Kabocha squash, known for its velvety texture, delivers a subtly sweet taste akin to a blend of pumpkin and sweet potato flavors.
How to cut Japanese kabocha squash?
To prepare Japanese kabocha squash, start by microwaving the whole squash for 20-25 seconds to soften it for easier slicing.
You can leave the skin on or remove it as desired, using a vegetable peeler for skin removal.

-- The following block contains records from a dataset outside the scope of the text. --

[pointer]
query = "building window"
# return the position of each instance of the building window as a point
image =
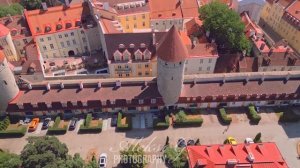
(141, 101)
(25, 41)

Cut the squash in half, scoop out the pumpkin seeds, and then use a sharp knife to slice it into wedges and cubes.
What other ways can you use kabocha?
Kabocha is versatile in Japanese cuisine and can be used in various ways, such as in dashi-based soups, roasting, slow cooking, deep-fried, or boiling and mashing, similar to potatoes.
What ingredients do I need to make simmered Japanese pumpkin kabocha?
- Kabocha – Japanese pumpkin, a type of winter squash with a bright orange flesh. Kabocha can be purchased in Asian grocery stores.
- Japanese Sake – typically will come in a large bottle labeled junmai sake. Can also substitute with dry sherry wine or Chinese cooking wine.
- Soy Sauce – low sodium preferred. Can also use tamari for gluten-free and coconut aminos for keto.
What are the instructions to make simmered Japanese pumpkin kabocha?
Start by preparing the kabocha into bite-size cubes.
In a stove-top pot, combine water, Japanese sake, sweetener, and soy sauce. Add the cubed kabocha to the pot and bring it to a soft boil.
Allow it to simmer for 15-20 minutes, or until it reaches your preferred level of tenderness.
This dish can be enjoyed either hot or cold.
What to serve with simmered Japanese pumpkin?
Simmered Japanese pumpkin, or kabocha no nimono, is typically served as a side dish. It pairs wonderfully with a variety of main dishes, such as:
- Grilled or Baked Fish
- Grilled Chicken
- Noodle Dish
- Stir Vegetables
How to store leftovers?
Leftover simmered Japanese pumpkin can be stored in an airtight container in the fridge, where it will remain fresh for 7-10 days.
When you’re ready to enjoy it, simply reheat it in the microwave or savor it chilled, depending on your preference.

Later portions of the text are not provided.